Q2 2025 earnings summary
14 Jan, 2026Executive summary
Achieved record net sales of $208.2 million for Q2 FY2025, up 5.9% year-over-year, and $378.1 million for the six-month period, up 6.1% year-over-year, driven by strong demand for brake and rotating electrical products and operational efficiencies.
Gross profit reached a record $41.3 million for Q2 and $70.5 million for six months, despite one-time onboarding and transition expenses and non-cash revaluation of cores.
Generated $22.9 million in operating cash flow and reduced net bank debt by $22 million during the quarter, reflecting improved working capital management.

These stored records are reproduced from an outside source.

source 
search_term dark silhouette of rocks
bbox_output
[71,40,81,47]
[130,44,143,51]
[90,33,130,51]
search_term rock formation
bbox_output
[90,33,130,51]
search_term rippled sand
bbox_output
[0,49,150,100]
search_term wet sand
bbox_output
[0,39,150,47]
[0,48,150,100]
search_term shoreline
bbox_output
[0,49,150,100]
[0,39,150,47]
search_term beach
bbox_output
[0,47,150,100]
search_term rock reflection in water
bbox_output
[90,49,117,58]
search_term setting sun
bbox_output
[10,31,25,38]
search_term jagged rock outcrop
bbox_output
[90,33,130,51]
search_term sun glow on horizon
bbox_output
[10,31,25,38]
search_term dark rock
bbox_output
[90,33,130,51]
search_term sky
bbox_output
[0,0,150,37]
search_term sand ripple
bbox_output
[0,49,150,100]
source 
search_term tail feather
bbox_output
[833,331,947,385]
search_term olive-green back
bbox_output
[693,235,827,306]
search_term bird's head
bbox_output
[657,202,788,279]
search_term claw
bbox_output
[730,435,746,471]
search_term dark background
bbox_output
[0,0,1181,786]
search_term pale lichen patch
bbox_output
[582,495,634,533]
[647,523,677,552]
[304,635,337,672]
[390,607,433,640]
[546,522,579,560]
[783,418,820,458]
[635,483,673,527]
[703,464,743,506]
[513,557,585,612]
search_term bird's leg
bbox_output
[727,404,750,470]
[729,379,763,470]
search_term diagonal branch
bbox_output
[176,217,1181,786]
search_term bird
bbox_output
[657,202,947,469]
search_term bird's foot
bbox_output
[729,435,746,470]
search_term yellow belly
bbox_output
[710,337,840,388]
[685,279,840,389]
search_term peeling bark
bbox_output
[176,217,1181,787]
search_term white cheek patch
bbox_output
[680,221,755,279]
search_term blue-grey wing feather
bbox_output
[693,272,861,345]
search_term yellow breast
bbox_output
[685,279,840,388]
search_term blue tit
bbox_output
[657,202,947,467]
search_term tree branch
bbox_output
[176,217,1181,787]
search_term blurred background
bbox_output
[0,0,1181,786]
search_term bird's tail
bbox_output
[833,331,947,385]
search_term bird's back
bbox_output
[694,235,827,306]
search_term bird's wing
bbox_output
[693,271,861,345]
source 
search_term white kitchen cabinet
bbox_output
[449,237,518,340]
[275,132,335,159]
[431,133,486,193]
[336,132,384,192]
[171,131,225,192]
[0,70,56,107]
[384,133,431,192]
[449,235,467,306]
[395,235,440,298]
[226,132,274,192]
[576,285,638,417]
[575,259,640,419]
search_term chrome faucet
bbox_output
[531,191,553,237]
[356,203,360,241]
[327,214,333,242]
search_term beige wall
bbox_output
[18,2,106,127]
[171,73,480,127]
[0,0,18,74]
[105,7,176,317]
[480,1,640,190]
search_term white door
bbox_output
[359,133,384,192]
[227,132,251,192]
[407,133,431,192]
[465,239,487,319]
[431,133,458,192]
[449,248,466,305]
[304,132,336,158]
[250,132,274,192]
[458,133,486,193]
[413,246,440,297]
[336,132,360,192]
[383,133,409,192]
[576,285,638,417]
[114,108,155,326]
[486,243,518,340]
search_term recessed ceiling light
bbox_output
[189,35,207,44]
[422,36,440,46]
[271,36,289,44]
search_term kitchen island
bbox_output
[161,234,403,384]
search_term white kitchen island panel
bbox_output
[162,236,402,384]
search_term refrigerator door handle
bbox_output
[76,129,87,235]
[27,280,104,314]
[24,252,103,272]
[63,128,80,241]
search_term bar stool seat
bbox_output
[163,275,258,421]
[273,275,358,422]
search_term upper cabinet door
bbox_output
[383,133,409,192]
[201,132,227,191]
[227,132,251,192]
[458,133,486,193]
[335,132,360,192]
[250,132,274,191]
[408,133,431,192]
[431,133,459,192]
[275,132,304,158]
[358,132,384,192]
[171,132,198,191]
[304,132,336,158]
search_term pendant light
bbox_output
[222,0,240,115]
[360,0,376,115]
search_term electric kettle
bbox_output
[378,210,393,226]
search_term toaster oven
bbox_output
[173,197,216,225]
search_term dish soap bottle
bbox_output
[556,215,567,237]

Net loss for Q2 was $3 million ($0.15/share), and $21 million ($1.07/share) for six months, both impacted by significant non-cash and one-time items.
Operating income for Q2 was $12.5 million, down from $13.9 million last year, primarily due to higher foreign exchange losses and transition costs.
Financial highlights
Net sales for Q2 FY25 increased 5.9% year-over-year to $208.2 million; six-month sales up 6.1% to $378.1 million.
Gross margin for Q2 was 19.8%, down from 20.9% a year ago, affected by $3.8 million in non-cash and $1.3 million in one-time cash expenses.
Operating income for Q2 was $12.5 million; six-month operating income was $6.1 million, down from $24.4 million year-over-year.
Net loss for Q2 was $3 million ($0.15/share); $21 million for six months ($1.07/share).
Interest expense for Q2 decreased by $1.2 million to $14.2 million; for six months, interest expense increased by $1.5 million to $28.6 million.
Outlook and guidance
FY2025 net sales expected between $746 million and $766 million, representing 3.9% to 6.7% year-over-year growth.
Gross margin accretion anticipated from operating efficiencies, increased volume, and cost absorption.
Operating income guidance is $79–$84 million before non-cash and one-time items; depreciation and amortization estimated at $11 million.
Management expects future benefits from cost-saving initiatives and new business onboarding, despite near-term margin pressure.
Liquidity is considered sufficient for the next 12 months, supported by cash, receivable discount programs, and credit facility availability.